Thanks for thinkin' of us, Doug.  It's individually listed under meds & chemicals. Good point about it being hard to find. We'll add it (as an individual item) on the bug breeding supplies page later today.


----------



## salth2oj (Sep 3, 2005)

Pumilo said:


> Black Knight is not a product. It is a LINE of insecticide products produced by the Airosol Company, Inc. There are at least 4 different products manufactured under the Black Knight line. Two of them claim to leave no residue. Obviously, those would do nothing as a mite paper. One of them claims to be effective for 2 weeks. It would not have the long term effects we are after either. The fourth one does not say how long it works.
> In any case, none of them are listed as a miticide or list mites as one of the targeted bugs they kill.
> In my opinion, stick with what is tried and true.

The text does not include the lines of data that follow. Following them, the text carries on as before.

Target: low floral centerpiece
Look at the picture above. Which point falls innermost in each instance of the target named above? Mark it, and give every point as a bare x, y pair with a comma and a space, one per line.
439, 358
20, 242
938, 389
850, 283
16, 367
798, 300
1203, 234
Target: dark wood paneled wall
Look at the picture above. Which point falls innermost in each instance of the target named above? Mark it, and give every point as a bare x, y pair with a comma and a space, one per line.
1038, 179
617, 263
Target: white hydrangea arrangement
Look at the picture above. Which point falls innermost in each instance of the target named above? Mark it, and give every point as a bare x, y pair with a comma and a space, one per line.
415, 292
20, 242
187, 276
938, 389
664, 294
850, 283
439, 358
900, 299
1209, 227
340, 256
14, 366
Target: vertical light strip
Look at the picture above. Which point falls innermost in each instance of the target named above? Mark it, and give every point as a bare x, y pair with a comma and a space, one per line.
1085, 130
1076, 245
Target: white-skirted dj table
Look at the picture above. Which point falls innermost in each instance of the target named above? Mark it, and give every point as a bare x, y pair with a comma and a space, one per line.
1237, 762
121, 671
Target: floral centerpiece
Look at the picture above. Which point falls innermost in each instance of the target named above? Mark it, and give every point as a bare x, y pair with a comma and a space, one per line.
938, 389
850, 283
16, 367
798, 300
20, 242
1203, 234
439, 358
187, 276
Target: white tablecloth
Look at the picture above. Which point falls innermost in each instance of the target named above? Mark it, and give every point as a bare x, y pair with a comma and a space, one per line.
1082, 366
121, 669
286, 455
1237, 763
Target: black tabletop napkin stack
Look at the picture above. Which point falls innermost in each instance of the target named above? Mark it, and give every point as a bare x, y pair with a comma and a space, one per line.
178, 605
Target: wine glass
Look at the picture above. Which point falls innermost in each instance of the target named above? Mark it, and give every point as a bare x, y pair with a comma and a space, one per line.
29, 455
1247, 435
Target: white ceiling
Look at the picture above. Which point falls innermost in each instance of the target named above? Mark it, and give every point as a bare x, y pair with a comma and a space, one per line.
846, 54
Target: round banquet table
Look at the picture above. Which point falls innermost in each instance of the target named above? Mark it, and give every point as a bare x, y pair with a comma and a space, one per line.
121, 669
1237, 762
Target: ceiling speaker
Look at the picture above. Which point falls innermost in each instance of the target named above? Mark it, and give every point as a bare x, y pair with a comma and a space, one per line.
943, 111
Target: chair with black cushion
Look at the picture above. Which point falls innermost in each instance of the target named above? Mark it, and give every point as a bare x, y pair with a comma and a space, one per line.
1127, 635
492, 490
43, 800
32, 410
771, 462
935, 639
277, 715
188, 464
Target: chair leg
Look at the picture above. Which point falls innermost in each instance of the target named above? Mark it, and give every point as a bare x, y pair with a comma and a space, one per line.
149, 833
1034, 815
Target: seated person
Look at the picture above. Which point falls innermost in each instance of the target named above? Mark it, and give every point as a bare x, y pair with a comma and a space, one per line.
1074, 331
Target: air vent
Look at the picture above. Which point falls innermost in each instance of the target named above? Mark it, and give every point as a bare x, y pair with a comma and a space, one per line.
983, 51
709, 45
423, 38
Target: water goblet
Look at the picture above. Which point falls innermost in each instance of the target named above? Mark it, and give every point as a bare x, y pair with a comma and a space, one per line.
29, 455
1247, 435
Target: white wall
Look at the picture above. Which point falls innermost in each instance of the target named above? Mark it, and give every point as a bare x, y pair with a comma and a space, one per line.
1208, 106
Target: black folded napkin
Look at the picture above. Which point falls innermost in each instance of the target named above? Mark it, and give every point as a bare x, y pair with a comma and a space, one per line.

Thanks for the information.
Now to make the choice of buying the mite paper or making it.


----------



## Pumilo (Sep 4, 2010)

MeiKVR6 said:


> Thanks for thinkin' of us, Doug.  It's individually listed under meds & chemicals. Good point about it being hard to find. We'll add it (as an individual item) on the bug breeding supplies page later today.


Thanks! For what it's worth, the first place I've checked for it is where you have you mite sprays listed. 

Guys, check in with Neherp for your mite paper! We should always be trying to support our sponsors!


----------